Having been brought up in a Catholic family, Marie says she has always had a “robust spirituality”, but her role with the Good Sams has deepened her spirituality even further.

“I’ve been linked in with the Christian Meditation Community for some time, which has Benedictine roots, and I was exposed to Good Samaritan Benedictine spirituality through my work with the Good Sam Inn,” she says.

“But in the context of this role and the formation that comes with it, it has certainly deepened that aspect of my spirituality somewhat.

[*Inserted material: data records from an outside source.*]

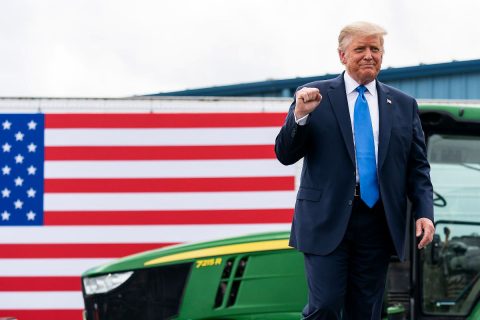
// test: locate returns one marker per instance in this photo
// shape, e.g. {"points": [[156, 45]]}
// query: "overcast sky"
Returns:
{"points": [[95, 48]]}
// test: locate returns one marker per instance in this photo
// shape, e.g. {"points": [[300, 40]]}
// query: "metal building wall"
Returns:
{"points": [[451, 80], [457, 86]]}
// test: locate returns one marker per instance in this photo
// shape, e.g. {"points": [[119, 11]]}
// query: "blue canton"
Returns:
{"points": [[21, 169]]}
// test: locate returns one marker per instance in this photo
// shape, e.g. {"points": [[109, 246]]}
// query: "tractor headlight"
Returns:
{"points": [[105, 283]]}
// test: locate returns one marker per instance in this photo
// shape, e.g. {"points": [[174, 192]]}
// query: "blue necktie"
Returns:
{"points": [[365, 150]]}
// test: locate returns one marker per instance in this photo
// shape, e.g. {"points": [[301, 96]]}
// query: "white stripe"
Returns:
{"points": [[168, 201], [131, 234], [160, 137], [145, 105], [47, 267], [48, 300], [167, 169]]}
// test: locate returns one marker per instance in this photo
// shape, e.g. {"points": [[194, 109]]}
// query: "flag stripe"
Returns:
{"points": [[136, 234], [167, 217], [75, 250], [74, 314], [159, 153], [169, 185], [160, 137], [41, 300], [40, 284], [69, 267], [166, 120], [168, 201], [166, 169]]}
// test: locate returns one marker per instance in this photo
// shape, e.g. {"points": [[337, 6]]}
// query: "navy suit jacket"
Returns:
{"points": [[327, 185]]}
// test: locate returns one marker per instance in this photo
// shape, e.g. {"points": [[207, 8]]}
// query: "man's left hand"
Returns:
{"points": [[424, 225]]}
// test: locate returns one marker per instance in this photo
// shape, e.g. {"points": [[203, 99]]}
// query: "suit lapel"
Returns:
{"points": [[339, 104], [385, 109]]}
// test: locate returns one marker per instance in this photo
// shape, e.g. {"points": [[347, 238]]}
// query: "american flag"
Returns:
{"points": [[81, 189]]}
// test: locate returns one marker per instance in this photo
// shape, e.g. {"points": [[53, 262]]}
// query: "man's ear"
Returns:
{"points": [[341, 55]]}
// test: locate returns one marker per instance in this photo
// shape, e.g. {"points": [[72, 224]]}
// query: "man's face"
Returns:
{"points": [[363, 58]]}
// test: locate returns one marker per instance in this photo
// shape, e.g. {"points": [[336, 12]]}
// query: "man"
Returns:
{"points": [[363, 154]]}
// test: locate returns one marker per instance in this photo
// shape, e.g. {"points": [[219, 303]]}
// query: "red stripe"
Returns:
{"points": [[167, 217], [160, 152], [43, 314], [165, 120], [74, 250], [170, 184], [40, 284]]}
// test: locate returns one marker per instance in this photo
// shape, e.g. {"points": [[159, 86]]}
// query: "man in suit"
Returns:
{"points": [[363, 154]]}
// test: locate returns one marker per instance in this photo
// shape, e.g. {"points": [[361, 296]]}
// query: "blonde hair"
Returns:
{"points": [[360, 28]]}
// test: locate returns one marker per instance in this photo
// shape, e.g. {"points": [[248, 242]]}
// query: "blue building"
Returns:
{"points": [[452, 80]]}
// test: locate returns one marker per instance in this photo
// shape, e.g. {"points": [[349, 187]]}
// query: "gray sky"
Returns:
{"points": [[90, 48]]}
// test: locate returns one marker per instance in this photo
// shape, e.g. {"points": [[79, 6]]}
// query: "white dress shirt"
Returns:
{"points": [[352, 94]]}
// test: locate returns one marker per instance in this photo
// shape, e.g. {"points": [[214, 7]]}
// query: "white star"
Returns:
{"points": [[6, 125], [18, 204], [19, 136], [18, 182], [32, 125], [19, 158], [6, 170], [5, 193], [32, 147], [5, 215], [31, 193], [31, 215], [6, 147], [31, 170]]}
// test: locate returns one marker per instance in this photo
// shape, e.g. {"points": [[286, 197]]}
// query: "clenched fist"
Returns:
{"points": [[307, 100]]}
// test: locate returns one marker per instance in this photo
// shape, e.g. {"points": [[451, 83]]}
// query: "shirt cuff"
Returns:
{"points": [[302, 121]]}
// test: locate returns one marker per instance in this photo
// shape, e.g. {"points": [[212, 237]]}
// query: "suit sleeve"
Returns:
{"points": [[419, 186], [291, 143]]}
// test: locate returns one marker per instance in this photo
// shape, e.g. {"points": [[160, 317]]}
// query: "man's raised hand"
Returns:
{"points": [[307, 100]]}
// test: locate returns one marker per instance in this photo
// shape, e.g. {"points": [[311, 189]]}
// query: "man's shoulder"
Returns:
{"points": [[321, 84]]}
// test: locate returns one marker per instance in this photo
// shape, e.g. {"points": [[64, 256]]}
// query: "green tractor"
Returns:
{"points": [[260, 277]]}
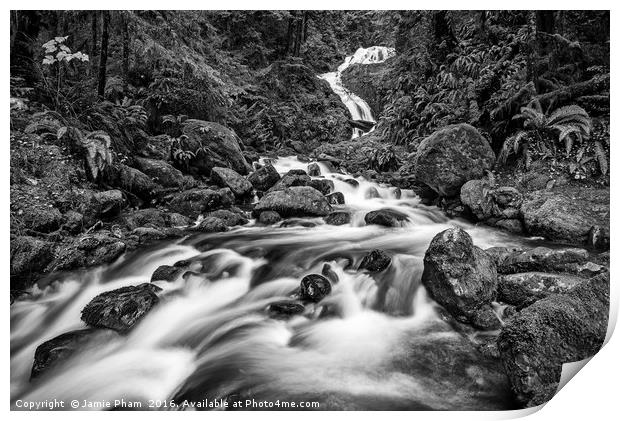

One of the big things in Benedictine spirituality is humility, and I’m constantly amazed at the simplicity and humility displayed in the daily life of the sisters and to be exposed to that daily does have an impact on your own life.”

About 18 months ago, Marie and her colleagues took a small group of elderly sisters away to the Yarra Valley in Victoria for two nights.

“We had some of the most precious moments there with these fine women,” she says. “It was wonderful to sit back as they reminisced and talked and laughed. It was just beautiful.

“I felt really privileged to be there with them. These experiences are what make this role such an enjoyable one.”

* Debra Vermeer is a freelance journalist working in both Catholic and mainstream media.